Volume 7 - Number 43 | November 2, 2009
Recent Issues
EDITOR'S NOTES | Issue 7-43
Construction contracts usually call for periodic progress payments from the project owner to the constructor. Unless a project is small and of short duration, it is unreasonable to expect a contractor to fully finance the performance of the work to completion. And, the work in place represents value added to the owner's property. The question is, how is that completed work valued and how is the progress payment calculated?

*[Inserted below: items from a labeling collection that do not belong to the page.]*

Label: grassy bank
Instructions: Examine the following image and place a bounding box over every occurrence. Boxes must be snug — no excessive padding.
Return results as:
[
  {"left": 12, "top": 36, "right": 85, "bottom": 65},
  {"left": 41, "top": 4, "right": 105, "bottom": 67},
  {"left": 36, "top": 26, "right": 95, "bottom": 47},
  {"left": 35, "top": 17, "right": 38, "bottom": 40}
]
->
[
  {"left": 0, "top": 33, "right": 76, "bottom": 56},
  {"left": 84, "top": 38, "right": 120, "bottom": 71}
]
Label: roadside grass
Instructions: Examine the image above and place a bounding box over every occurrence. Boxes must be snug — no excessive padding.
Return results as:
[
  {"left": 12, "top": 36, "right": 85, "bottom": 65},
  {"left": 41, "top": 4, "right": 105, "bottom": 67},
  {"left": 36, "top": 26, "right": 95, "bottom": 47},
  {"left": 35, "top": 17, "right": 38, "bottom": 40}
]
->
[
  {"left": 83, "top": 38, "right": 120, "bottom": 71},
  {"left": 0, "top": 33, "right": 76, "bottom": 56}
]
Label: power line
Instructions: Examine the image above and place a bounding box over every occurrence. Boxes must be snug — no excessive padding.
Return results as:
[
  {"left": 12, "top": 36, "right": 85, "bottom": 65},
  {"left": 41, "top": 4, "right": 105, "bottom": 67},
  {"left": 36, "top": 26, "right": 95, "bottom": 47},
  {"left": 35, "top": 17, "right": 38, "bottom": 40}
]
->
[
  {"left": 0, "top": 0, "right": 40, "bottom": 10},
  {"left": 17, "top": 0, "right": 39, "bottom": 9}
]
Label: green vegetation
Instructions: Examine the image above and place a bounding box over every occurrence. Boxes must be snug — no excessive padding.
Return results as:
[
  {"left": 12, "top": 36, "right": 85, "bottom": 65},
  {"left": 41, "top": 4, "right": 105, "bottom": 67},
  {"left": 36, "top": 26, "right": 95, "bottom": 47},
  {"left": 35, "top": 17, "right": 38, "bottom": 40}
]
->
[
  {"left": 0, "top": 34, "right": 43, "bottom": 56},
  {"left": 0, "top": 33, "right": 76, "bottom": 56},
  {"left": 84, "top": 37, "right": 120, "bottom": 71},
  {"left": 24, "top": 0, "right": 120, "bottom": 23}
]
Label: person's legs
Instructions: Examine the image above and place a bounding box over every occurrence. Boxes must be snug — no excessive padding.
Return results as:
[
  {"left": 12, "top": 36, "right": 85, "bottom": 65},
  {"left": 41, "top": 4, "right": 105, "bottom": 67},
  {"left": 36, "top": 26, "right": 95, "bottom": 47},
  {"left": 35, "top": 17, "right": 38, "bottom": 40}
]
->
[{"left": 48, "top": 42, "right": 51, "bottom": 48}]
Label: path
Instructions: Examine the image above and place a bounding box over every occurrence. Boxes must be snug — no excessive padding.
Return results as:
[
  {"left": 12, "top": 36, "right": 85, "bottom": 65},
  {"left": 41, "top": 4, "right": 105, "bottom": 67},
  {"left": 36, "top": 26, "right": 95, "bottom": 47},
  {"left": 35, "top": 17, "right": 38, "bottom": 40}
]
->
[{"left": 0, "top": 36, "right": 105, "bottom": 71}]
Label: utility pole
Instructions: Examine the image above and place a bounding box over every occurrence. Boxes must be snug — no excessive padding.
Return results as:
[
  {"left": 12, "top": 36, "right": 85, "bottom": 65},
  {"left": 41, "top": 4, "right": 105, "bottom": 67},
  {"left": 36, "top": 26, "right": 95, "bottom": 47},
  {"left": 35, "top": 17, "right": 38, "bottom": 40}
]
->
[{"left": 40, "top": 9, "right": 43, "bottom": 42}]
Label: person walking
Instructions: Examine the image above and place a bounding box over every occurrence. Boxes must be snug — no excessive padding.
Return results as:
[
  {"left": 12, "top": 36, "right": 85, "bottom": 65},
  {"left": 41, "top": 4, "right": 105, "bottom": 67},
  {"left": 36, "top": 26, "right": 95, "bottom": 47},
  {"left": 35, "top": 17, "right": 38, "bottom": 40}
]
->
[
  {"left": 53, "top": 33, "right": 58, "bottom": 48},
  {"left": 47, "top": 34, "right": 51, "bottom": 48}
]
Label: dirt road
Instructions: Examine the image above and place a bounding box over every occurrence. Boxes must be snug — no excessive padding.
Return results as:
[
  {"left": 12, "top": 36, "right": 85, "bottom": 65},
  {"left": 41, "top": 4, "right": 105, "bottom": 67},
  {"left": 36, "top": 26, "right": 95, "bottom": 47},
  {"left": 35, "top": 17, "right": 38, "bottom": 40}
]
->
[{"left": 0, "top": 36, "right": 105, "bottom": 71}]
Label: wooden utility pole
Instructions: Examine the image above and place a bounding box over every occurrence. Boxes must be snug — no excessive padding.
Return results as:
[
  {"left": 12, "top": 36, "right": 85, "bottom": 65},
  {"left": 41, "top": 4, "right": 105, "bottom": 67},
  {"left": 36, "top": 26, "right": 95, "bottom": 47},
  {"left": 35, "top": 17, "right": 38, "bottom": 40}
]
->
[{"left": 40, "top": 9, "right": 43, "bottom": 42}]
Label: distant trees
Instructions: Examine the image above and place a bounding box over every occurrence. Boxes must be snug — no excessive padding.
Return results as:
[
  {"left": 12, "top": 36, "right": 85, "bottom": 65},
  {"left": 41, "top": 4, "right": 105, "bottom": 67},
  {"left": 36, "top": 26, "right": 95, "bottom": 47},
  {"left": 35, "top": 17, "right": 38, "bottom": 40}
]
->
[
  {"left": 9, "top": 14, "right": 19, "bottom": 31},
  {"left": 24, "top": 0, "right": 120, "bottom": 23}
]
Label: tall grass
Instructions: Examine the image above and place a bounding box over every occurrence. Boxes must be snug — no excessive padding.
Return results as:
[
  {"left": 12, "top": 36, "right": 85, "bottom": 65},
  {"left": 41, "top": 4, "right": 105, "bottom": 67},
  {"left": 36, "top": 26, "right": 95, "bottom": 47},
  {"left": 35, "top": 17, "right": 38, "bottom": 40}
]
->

In a case reported this week, progress payments under a fixed-price subcontract were structured in a most unorthodox way: On certain calendar dates, stipulated amounts were to be paid. The payments were not tied, under the terms of the contract, to a percentage of completion or the value of the work in place. The prime contractor refused to make a full payment on a designated date, complaining that the sub was not staffing the job adequately or making sufficient progress. A New York court was left to sort out the respective rights of the parties.
Another case this week involved a contractor's right to be on a list of pre-qualified bidders for a complex construction project. One company attempted to aggregate its past experience on smaller projects in order to qualify. The GAO said that was not permissible. This week's issue also includes a "best practices" piece on the establishment and release of retainage.
PERIODIC SUBCONTRACT PAYMENTS NOT TIED TO VALUE OF WORK
Periodic payments in a fixed-price subcontract were not tied to the value or progress of the work, but became due on the stipulated date.
SMALLER PROJECTS COULD NOT BE AGGREGATED TO MEET EXPERIENCE REQUIREMENT
Smaller projects cannot be aggregated to show experience with a project of a larger size. Smaller projects do not present the complexity of a large project.
RETAINAGE RAISES QUESTIONS OF BALANCE AND FAIRNESS
Retainage of a portion of each progress payment is customary in the construction industry. Though it is a reasonable practice to protect the interests of the project owner, it raises questions of fairness and balance. It also affects the interests of third parties.